The Poetics of Displacement
The Poetics of Displacement: Migration and multiculturalism in Roman verse inscriptions
Video hosted by MAPPOLA
Poetry was the most affordable art form in the Roman world: all it required were words, and someone with a talent to arrange them in a meaningful, aesthetically convincing way. It offers a unique insight into Roman life; it also served as a form of life-writing.
For life-writing, they offer a kaleidoscopic set of perspectives. The first life-writing perspective to consider is that people expressed their identities and concerns, showcased knowledge and education, and embedded it all in a cultural practice shared by Latin speakers in a multinational empire. For some, Latin might have been just one of several languages they had mastered.

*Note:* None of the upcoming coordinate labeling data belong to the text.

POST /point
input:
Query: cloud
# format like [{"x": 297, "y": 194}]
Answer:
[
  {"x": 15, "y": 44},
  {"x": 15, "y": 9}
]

The second perspective is that these texts have a double role of a cultural artefact and an ego-document, and like many pre-modern ego-documents (and perhaps later ones too), they reflect both the individual, and the community.

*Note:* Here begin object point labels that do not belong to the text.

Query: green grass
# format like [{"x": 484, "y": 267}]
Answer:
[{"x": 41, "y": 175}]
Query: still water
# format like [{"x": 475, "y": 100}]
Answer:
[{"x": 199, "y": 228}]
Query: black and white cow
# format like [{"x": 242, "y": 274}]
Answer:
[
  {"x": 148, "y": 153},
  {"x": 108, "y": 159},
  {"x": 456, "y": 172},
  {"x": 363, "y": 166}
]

The third perspective emphasises that the verse inscriptions as evidence for poetry are ubiquitous, and attest to inclusive cultural practice of the people of ancient Rome beyond the palaces of its urban aristocracy. How is the empire’s considerable regional and ethnic diversity reflected in the engagement with inscribed verse?
About the speakers
Alexander Gangoly is a doctoral researcher at the University of Vienna. He is interested in the cultural diversity of antiquity as a whole, but particularly in the relationship between Latin and Greek speakers and their habits, behaviour and appearance (habitus). In recent months, he studied the inner-familial status differences in funerary inscriptions of slaves and freed(wo)men as well as the Carmina Latina Epigraphica of Hispania (CIL XVIII/2).
Peter Kruschwitz is Professor of Ancient Cultural History (Antike Kulturgeschichte) at the University of Vienna and Visiting Professor in the School of Humanities at the University of Reading. Principal Investigator of ERC Advanced Grant Project MAPPOLA – Mapping Out the Poetic Landscape(s) of the Roman Empire. His main research interests lie in the poetic culture and song culture of the Roman world with their related broad chronological, geographical, ethnic, and social variations, shifts, and changes. A particular interest is the poetic culture of non-elites.